Credit Repair

Your personal Mortgage Banker can help.

Analyzing your credit

If your less-than-perfect credit score is holding you back from applying for a mortgage, don’t let that keep you from contacting an Atlantic Bay Mortgage Banker. We can help you analyze a computerized report, available through the mortgage software used at Atlantic Bay, that will identify the areas of your credit history that need improvement. We can then suggest a plan of action to get you back on track as soon as possible, without enlisting the help of a credit repair service. It also helps to know what it is that mortgage company underwriters look for once you’ve submitted a mortgage application.

The Three Cs: Collateral, Capacity, and Credit

Underwriting is the process of providing an approval or denial of funding to potential home buyers, based on factors such as credit, employment, assets, etc., and matches approved risks with appropriate rates, terms and loan amounts.

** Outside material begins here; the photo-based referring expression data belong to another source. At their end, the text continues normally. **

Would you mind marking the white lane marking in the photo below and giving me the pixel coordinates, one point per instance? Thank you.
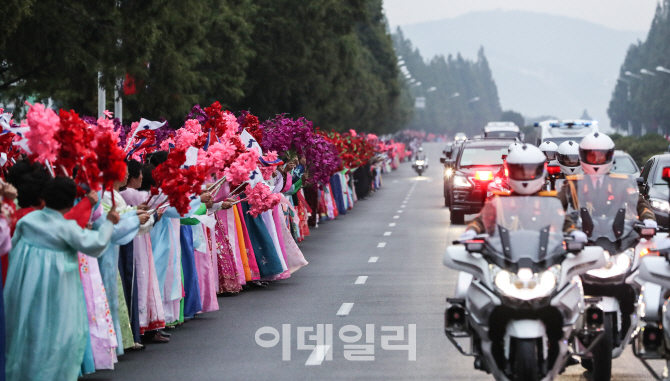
(361, 279)
(318, 355)
(345, 309)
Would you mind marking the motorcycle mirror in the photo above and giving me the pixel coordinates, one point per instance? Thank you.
(645, 232)
(474, 246)
(574, 246)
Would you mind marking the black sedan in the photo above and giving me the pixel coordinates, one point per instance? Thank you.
(468, 173)
(654, 188)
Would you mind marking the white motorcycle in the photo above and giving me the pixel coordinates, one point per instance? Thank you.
(607, 207)
(420, 165)
(522, 307)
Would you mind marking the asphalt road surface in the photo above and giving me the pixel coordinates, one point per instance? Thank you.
(376, 272)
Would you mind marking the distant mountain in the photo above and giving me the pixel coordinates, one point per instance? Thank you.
(542, 64)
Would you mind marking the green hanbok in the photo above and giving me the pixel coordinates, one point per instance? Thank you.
(46, 320)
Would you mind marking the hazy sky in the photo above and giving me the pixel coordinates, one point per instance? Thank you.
(617, 14)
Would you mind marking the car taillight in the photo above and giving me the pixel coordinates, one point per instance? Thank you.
(553, 170)
(484, 175)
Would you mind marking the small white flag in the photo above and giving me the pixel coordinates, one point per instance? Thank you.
(191, 156)
(255, 177)
(250, 143)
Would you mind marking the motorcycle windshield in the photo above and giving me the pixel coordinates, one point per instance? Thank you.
(522, 229)
(611, 204)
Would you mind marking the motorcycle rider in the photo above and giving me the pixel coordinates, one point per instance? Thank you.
(526, 174)
(526, 177)
(549, 149)
(596, 152)
(567, 156)
(420, 155)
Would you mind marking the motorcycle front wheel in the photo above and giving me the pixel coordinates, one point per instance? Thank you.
(601, 365)
(526, 365)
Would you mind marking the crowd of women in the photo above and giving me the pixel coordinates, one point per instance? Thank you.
(115, 234)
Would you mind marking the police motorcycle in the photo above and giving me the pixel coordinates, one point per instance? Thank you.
(523, 312)
(652, 337)
(607, 208)
(420, 162)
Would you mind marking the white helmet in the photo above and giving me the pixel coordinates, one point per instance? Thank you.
(568, 158)
(596, 151)
(525, 166)
(513, 146)
(549, 148)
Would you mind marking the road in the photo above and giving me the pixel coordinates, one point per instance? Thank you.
(381, 265)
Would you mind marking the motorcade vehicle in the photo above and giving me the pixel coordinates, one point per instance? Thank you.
(468, 172)
(624, 163)
(460, 137)
(503, 130)
(654, 188)
(523, 311)
(652, 337)
(559, 131)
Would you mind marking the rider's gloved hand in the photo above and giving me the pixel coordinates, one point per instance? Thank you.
(468, 235)
(648, 223)
(579, 236)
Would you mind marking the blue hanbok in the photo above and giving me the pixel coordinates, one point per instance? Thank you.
(166, 247)
(46, 319)
(124, 232)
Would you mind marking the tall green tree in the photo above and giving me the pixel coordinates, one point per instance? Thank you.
(460, 95)
(640, 100)
(331, 61)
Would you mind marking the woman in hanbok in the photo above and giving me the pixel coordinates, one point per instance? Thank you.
(223, 239)
(46, 314)
(150, 304)
(124, 232)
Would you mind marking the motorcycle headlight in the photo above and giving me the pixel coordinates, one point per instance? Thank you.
(660, 205)
(461, 181)
(616, 264)
(526, 285)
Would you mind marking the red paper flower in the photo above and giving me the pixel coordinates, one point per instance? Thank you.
(178, 183)
(261, 199)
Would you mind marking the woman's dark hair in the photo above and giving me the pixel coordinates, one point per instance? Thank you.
(157, 158)
(147, 179)
(134, 169)
(59, 193)
(20, 169)
(30, 188)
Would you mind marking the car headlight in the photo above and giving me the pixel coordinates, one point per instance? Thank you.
(660, 205)
(461, 181)
(526, 285)
(616, 264)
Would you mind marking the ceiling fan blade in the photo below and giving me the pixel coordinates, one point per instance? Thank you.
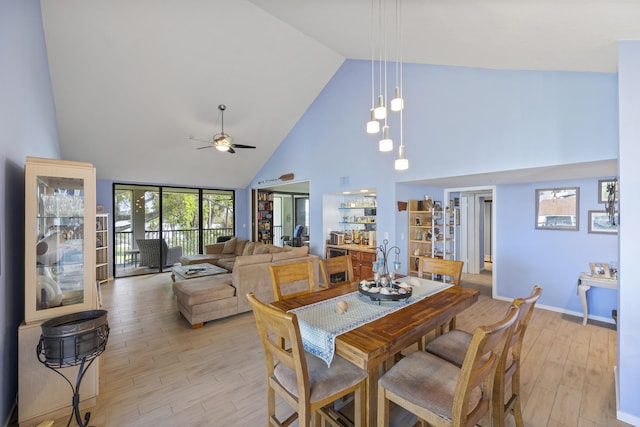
(193, 138)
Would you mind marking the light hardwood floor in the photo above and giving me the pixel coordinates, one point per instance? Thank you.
(157, 371)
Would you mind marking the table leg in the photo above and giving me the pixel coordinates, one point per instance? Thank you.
(582, 292)
(372, 396)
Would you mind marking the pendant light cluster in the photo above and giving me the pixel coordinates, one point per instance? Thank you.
(379, 113)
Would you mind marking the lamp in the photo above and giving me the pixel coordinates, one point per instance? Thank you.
(401, 162)
(373, 125)
(378, 110)
(386, 143)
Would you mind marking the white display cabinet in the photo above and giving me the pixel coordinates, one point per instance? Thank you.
(60, 238)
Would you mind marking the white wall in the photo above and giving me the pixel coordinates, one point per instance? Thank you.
(28, 123)
(628, 367)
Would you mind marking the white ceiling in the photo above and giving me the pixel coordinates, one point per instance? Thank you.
(133, 80)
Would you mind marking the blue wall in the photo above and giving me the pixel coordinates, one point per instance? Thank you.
(551, 258)
(461, 121)
(28, 123)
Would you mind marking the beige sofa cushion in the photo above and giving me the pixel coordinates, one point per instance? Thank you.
(229, 246)
(248, 248)
(300, 252)
(227, 263)
(240, 244)
(260, 248)
(252, 259)
(273, 249)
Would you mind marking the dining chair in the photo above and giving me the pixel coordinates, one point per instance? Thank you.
(337, 265)
(291, 280)
(442, 394)
(302, 380)
(440, 269)
(453, 345)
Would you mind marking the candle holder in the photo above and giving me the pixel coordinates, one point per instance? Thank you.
(383, 262)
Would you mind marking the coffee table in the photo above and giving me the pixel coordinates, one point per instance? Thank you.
(185, 272)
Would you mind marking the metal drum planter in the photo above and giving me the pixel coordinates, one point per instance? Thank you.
(71, 340)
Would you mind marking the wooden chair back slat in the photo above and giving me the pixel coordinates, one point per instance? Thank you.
(336, 265)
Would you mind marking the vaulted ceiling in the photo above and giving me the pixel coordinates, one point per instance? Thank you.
(133, 80)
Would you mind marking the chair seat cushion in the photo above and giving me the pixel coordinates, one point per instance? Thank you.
(323, 381)
(451, 346)
(427, 381)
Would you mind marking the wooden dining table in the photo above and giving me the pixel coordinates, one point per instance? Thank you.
(373, 343)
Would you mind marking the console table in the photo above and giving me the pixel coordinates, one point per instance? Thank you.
(585, 282)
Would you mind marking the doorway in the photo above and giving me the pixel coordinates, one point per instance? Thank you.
(290, 208)
(477, 237)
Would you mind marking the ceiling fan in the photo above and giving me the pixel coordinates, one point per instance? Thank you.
(222, 141)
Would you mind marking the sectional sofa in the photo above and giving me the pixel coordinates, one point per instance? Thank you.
(213, 297)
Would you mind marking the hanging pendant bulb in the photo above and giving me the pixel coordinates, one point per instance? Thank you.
(380, 113)
(401, 163)
(397, 103)
(373, 126)
(386, 143)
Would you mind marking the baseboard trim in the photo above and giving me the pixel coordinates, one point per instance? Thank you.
(14, 409)
(620, 415)
(563, 311)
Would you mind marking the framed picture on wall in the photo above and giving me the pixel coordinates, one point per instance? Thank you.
(557, 208)
(603, 194)
(599, 269)
(599, 222)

When your loan is submitted Atlantic May Mortgage Group for underwriting, it goes directly into the hands of one of our local underwriters whose job is to determine your “credit-worthiness” or your ability to repay the loan. Here are a few of the items that are considered when underwriting your loan.

The Property

The property is the lender’s “collateral” for the loan. The value, marketability and

condition of the property are extremely important. The underwriter looks at the

appraisal for this information.

Your Income

The underwriter looks carefully at your ability to repay the loan. Your job stability

and gross income (in relation to your expenses) is critical in this regard. Most income must be verified as having been received for the most recent two years to be used for qualifying purposes.

Your Employment History

A stable history of employment in the same line of work is considered ideal. “Job-hopping” is not looked upon favorably because it may lead to unstable income.

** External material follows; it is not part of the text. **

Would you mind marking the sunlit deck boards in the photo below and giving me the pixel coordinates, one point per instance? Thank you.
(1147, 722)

However, if you have switched jobs within the same line of work for advancement in that field, there should be no problem.

Your Assets

The money you have available for a down payment, closing costs, cash reserves (money left over after closing), and other liquid assets is your net worth. You must demonstrate your ability to save money and manage your financial affairs. We must verify the “source of funds” or where the money for the down payment and closing costs came from. Once you’ve applied, never move money around (pay off bills, get a gift, etc.) without first consulting with your mortgage consultant.

Your Credit History

Your credit score is a factor that will be considered by the lender when they look at your loan application. They want to know what your credit history is, and whether you have the ability to pay back the loan you are asking for. In short, good credit translates into lower rates for the home buyer and represents less risk to the lender. Credit scores can range between a low score of 350 and a high of 850. The higher the client’s score is, the less likely they are to default on their loan.

Your Debts

The amount of debt you have affects your ability to repay the loan. Excessive use of credit will not be looked upon favorably. These factors affect the final loan decision.